Preguntas frecuentes

¿Mi pyme está obligada a tener un registro de actividades de tratamiento?

No con ese nombre ni con un formato fijo: la Ley 21.719 no regula un «registro de actividades de tratamiento». Sí te obliga, sin excepción por tamaño, a mantener a disposición del público qué datos tratas, para qué, con qué base legal, a quién los comunicas y por cuánto tiempo (artículo 14 ter), y a registrar las brechas de seguridad (artículo 14 sexies). El RAT es la forma práctica de tener esa información ordenada y demostrable.

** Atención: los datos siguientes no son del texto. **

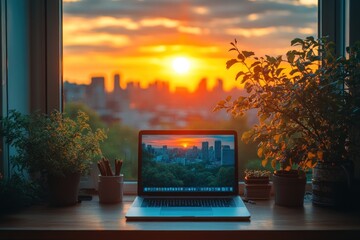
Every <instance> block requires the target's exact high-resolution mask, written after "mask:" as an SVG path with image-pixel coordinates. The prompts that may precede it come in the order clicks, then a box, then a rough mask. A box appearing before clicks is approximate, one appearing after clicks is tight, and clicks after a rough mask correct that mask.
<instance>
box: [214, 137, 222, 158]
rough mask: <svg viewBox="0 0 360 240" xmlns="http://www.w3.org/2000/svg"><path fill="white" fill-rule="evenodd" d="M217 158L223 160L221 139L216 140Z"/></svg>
mask: <svg viewBox="0 0 360 240" xmlns="http://www.w3.org/2000/svg"><path fill="white" fill-rule="evenodd" d="M214 145H215V159H216V161H218V162H220V161H221V141H220V140H215V144H214Z"/></svg>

¿Sirve una planilla Excel o necesito un software?

Para empezar, una planilla bien estructurada es suficiente y válida. Lo que importa es que esté completa, actualizada y disponible. A medida que creces, un sistema ayuda a mantenerla viva y a dejar trazabilidad de los cambios.

¿Cada cuánto debo actualizar el RAT?

Cada vez que cambie un tratamiento: un nuevo formulario, un proveedor, una campaña o una finalidad distinta. Como mínimo, conviene una revisión formal periódica con fecha registrada.

¿El RAT es lo mismo que la política de privacidad?

No. La política de privacidad es lo que muestras al público; el RAT es tu documento interno de gestión. La política se nutre del registro, pero no lo reemplaza.

¿Desde cuándo rigen los deberes que el RAT ayuda a cumplir?

Desde la entrada en vigencia de la Ley 21.719. Lo ideal es tenerlo armado antes, porque es la base sobre la que se construye todo el resto del cumplimiento.